Financing of such project portfolios brings with it the ability to finance larger deals. What makes that possible is that bigger deals are opening up the financial markets to wind: the bond market, the stock exchanges, and the private equity business. This issue of Windpower Monthly contains a veritable rush of financing news, see investment digest (page 46). Investment by the big boys makes the banks happier, so they are prepared to offer longer loans and require less equity in each deal. More debt, means lower financial cost. Keeping the cost of wind financing down is vital. Unlike its fossil fuel competitors, who have to buy fuel over a plant's entire operating life, wind power's costs are a known quantity, but nearly all of it has to be found up front. So the cost of financing has a far greater relative impact on the cost of wind.

It all boils down to facilitating the growth of the wind sector. Cheaper finance means cheaper wind power and faster growth -- and with growth will come lower costs and greater efficiencies. Provided, that is, that GE and Siemens do not get too cosy and stifle all competition. But that's a story for another time.

Europe on a knife edge

The financial world woke up to wind because the sector got big enough to be interesting. Continued growth is not a foregone conclusion. It is highly dependent on energy market politics -- and on the development of a modernised and fully integrated transmission and grid infrastructure.

Particularly in Europe, the electricity market is a creature of political control. Wind is no exception. Over the past decade or so, EU politics have been largely supportive of renewable energy.

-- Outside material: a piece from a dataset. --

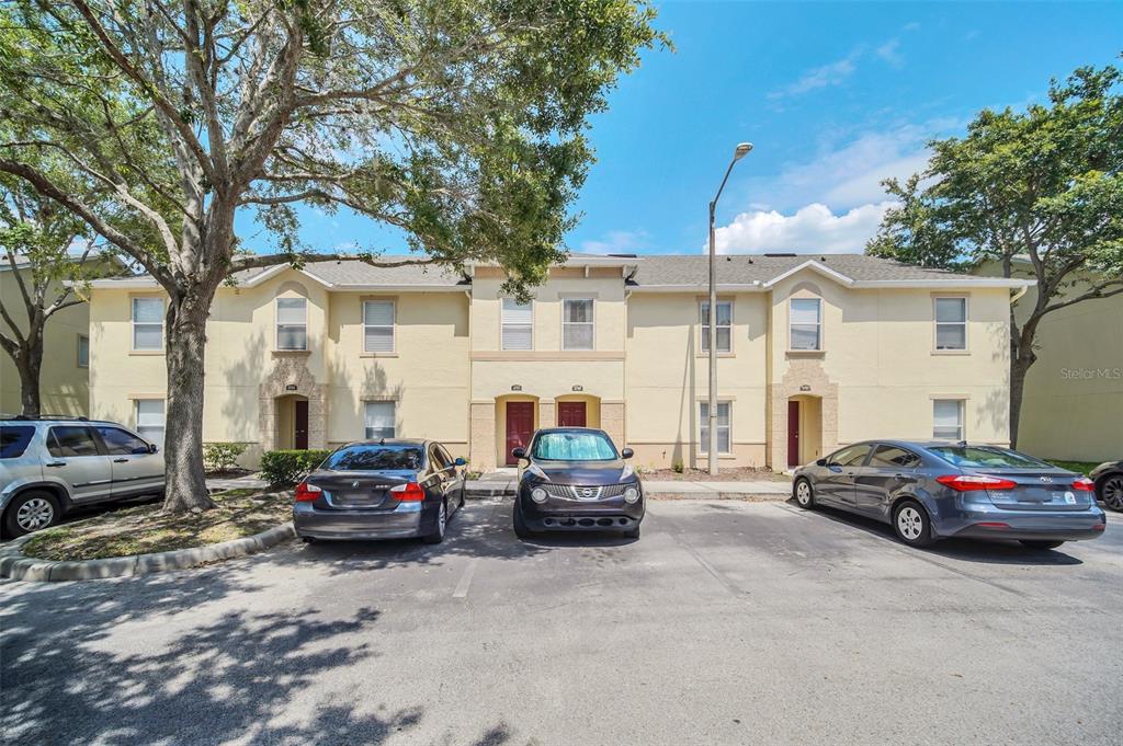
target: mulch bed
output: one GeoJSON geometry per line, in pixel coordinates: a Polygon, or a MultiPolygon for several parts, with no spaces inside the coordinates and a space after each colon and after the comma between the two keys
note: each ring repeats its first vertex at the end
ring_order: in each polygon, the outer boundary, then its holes
{"type": "Polygon", "coordinates": [[[27,556],[79,561],[192,549],[253,536],[292,516],[292,497],[262,490],[212,495],[209,510],[166,514],[159,503],[106,513],[36,533],[27,556]]]}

As Corin Millais, head of the European Wind Energy Association says, the EU renewables directive "is the single most important piece of legislation for wind power worldwide." But with a new EU Commission and a new parliament, Brussels is no longer the safe haven it was. Our scene-setting article on the eve of this month's European Wind Energy Conference in London is titled, Policy Upheaval Threatens in Europe (page 47). Seen from on high, the problem lies in the evolution of a plethora of individual national support policies for wind, which directly contravene EU policy for a single and fully competitive European energy market. Our article provides a lucid walk through the complexities.

The greater threat, however, could still come from the power establishment, particularly in Germany. What seems to be the game plan of the powerful incumbents is to pretend that all future investment in the electricity network is made entirely necessary by the awkward demands of wind power (page 52). By casting wind as grid villain, Europe's transmission system operators clearly think they have found a way of braking wind's growth by exaggerating its cost. Now there's a challenge waiting to be taken up if ever there was one.